Initially at least, they will be given one term in essentially the fifth tier of the Scottish game – having been rejected by League Two clubs. But even this temporary fix will make the campaign unlike any of recent times for academies where it is generally regarded to house Scotland’s most promising talents.. It is a plus Celtic’s interim manager would argue offsets the perception that the modest set-up won’t offer the sort of tests required to assist player development for the benefit of the national team, ultimately.
“The Lowland League has provided the opportunity,” said Kennedy, with a Celtic focus. “So that is better than we currently have. Is it ideal? You’d love to go and play in the lower leagues and get up to the Championship or whatever it might be, like other clubs do [in other nations]. But that’s not there for us at the moment, so this is a good start point to get the colts up and running.

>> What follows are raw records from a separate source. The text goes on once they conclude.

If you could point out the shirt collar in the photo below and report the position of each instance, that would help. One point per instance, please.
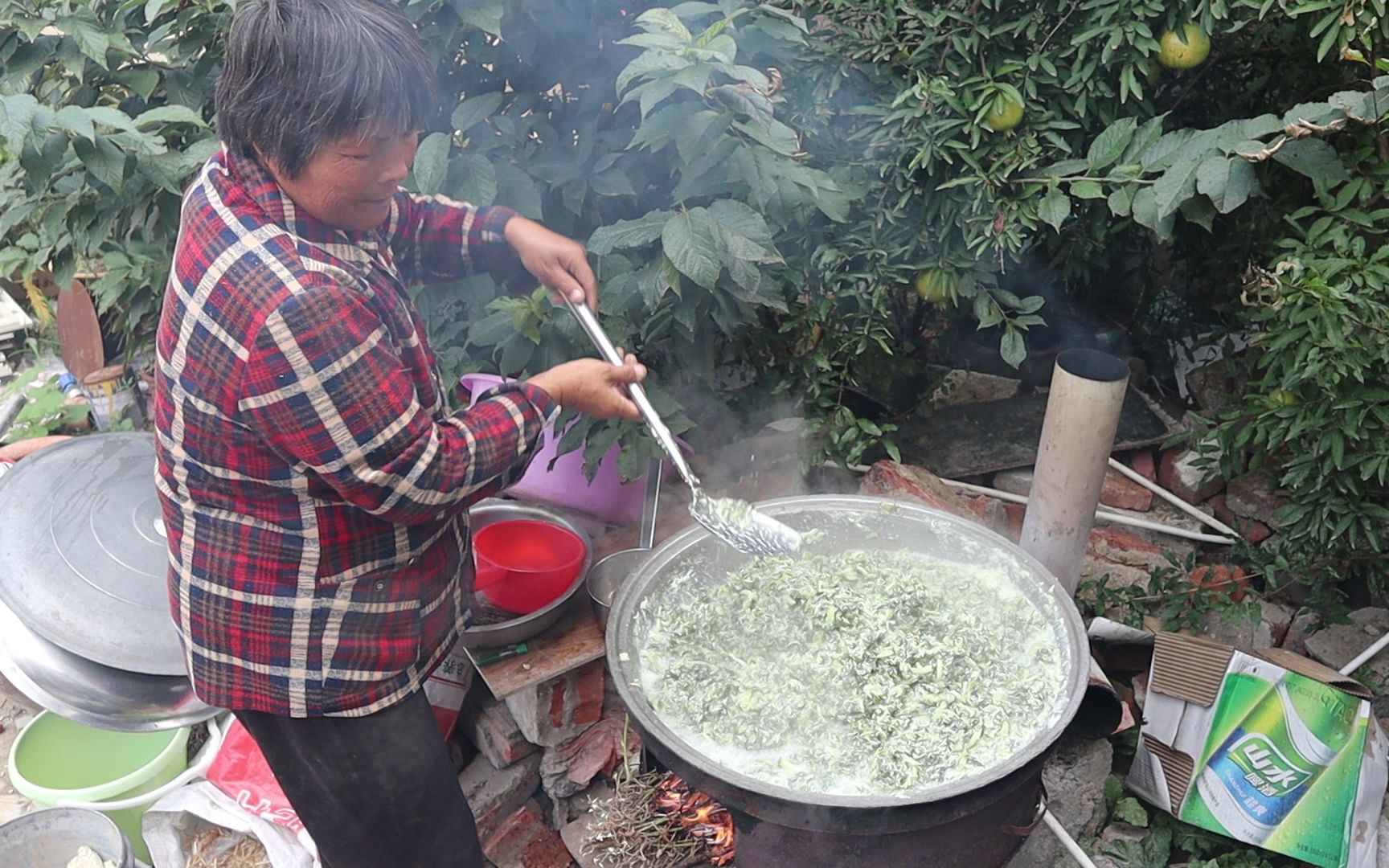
(265, 192)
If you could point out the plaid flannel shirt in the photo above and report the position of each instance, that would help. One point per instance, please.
(313, 484)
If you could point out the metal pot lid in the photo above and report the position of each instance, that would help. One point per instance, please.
(89, 694)
(694, 559)
(85, 553)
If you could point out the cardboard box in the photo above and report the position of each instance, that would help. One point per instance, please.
(448, 686)
(1270, 749)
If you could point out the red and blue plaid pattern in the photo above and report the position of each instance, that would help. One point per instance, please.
(313, 484)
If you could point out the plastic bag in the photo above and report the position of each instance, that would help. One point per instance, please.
(244, 776)
(185, 813)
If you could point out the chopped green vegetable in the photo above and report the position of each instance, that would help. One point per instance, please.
(864, 673)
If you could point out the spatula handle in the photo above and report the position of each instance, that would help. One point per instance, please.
(663, 435)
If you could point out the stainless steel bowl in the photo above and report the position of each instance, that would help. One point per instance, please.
(608, 576)
(92, 694)
(526, 627)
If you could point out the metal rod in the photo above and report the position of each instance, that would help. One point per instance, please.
(10, 411)
(654, 420)
(1364, 656)
(649, 506)
(1177, 502)
(1106, 515)
(1062, 835)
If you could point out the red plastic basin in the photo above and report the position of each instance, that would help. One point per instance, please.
(524, 566)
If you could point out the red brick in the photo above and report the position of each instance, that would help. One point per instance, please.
(1016, 513)
(589, 694)
(914, 485)
(494, 793)
(1252, 530)
(597, 751)
(524, 841)
(560, 709)
(1124, 493)
(1144, 463)
(557, 703)
(1221, 579)
(1129, 560)
(494, 731)
(1255, 496)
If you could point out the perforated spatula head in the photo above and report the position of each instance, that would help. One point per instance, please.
(742, 526)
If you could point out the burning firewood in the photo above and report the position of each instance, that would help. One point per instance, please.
(699, 816)
(658, 821)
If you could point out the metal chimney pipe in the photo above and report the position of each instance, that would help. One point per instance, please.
(1082, 413)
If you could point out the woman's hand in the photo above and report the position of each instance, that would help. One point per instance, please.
(593, 387)
(559, 263)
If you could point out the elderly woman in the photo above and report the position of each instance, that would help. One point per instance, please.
(313, 482)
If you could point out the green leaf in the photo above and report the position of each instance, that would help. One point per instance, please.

“And in terms of what it provides, not just in this season with the challenges of covid but even last season, some of our young players could go three and four weeks without a game. That’s not an elite environment for development. “What we know we are guaranteed with this is a proper games programme against professional players who will be hungry to win. So it challenges us in that respect, and that is something the players have to become accustomed to and used to in order to make the step to the first team. So I think it is a real positive for our game and club. I think it is the right thing to do.
“For a number of years now there has been an inconsistency in what goes between youths and the first team. We have tried different things, different age groups, different conditions around older and younger players, whatever it might, but there has been no games programmes that have provided what we need. Longer term the hope is that develops better players for the national team as well.”